Should You Stay ?

If your marriage/relationship has reached the point that you have searched out this site/book, then you must be experiencing abuse of some kind, why then, would you or anyone want to stay in that sort of situation ?

The most common reasons for women staying in abusive relationships are:

Fear of the unknown, i.e. not knowing where to go, who to turn to, or how to proceed to get their lives back and move forward.

The worry that their children will be affected - I totally understand, but is it better for you to stay in a toxic situation, arguing constantly in front of the children, or to move on, into a peaceful life, no more shouting or screaming to upset you or your children ?

Not being able to manage financially - yes it has to be said it won't be easy, and again I speak from experience, but it's not impossible.  With a little careful planning and living a more frugal lifestyle there's no reason why you should go without anything.

I'm writing in the UK, and there are benefits available if you cannot manage financially, there's no reason why anyone should struggle these days.

You will be offered advice and opinions from all sides as well as here on the net, but only you will know when you have reached breaking point and can't take anymore.

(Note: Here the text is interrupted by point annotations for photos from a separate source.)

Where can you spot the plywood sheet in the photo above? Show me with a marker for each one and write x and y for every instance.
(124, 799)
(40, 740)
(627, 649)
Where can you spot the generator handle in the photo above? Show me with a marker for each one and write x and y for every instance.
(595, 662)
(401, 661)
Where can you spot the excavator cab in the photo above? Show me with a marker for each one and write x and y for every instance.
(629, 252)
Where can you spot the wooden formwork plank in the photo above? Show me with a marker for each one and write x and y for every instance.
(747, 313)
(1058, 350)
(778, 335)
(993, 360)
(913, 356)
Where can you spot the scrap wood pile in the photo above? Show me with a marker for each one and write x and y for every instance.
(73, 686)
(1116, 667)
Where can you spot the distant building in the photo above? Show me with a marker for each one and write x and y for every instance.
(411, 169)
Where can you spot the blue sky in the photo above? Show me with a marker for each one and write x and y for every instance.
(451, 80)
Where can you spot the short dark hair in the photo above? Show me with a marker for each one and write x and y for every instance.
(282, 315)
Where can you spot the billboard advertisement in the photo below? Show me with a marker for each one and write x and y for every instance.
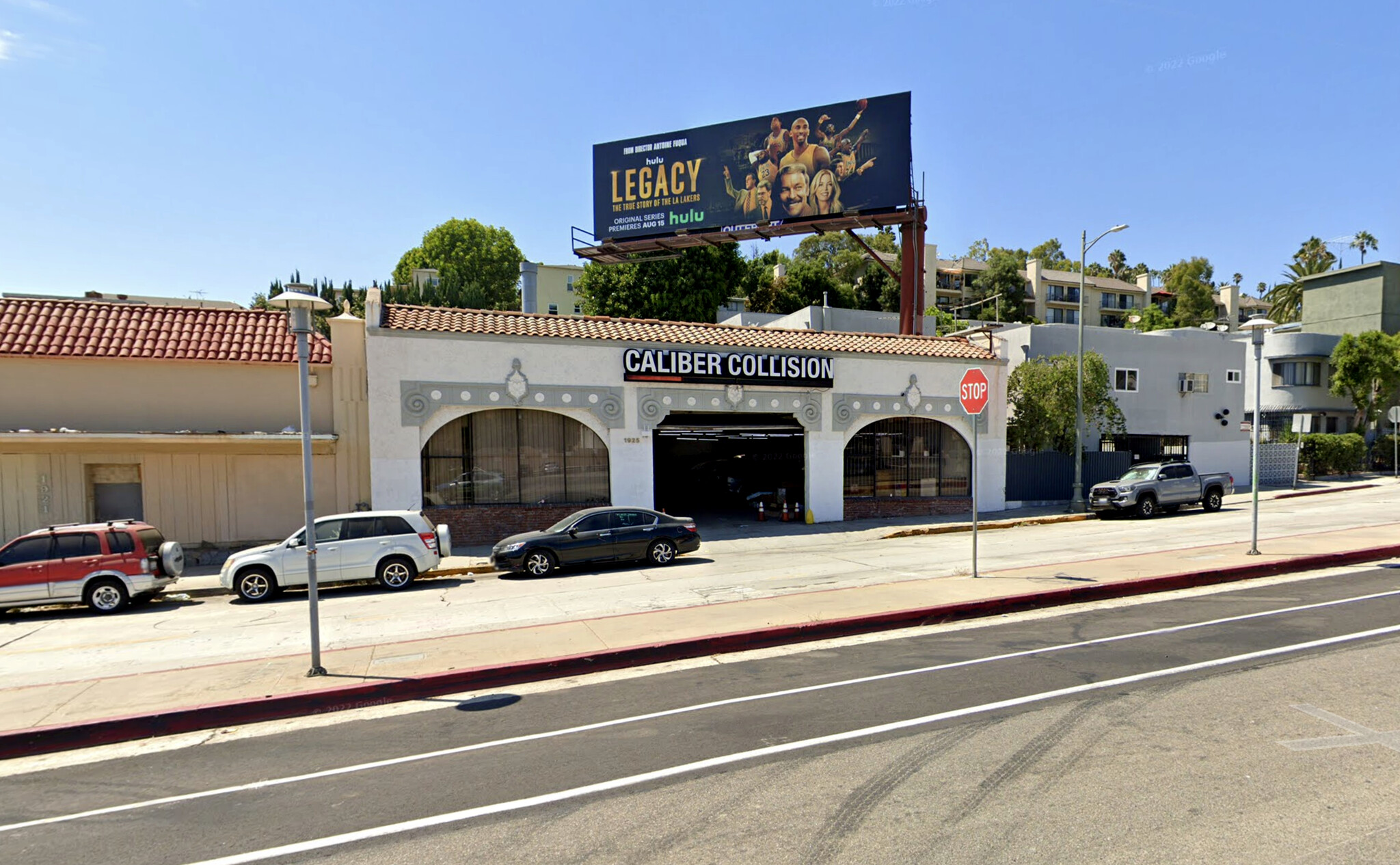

In writing the book I am assuming that you have tried to mend your marriage, fix problems, compromise, be more understanding, possibly had counselling etc. etc., all to no avail, and now you are ready for that final step to freedom.

My only regret is that I didn't leave earlier  in the relationship.  Even after many, many years of escaping my first abusive marriage (there have been two) I still hurt, badly.  Thinking back and reliving the bad times in order to write this and my other book  'My Life of Hell in an Abusive Marriage' has reduced me to tears.  Don't let it get this bad for you.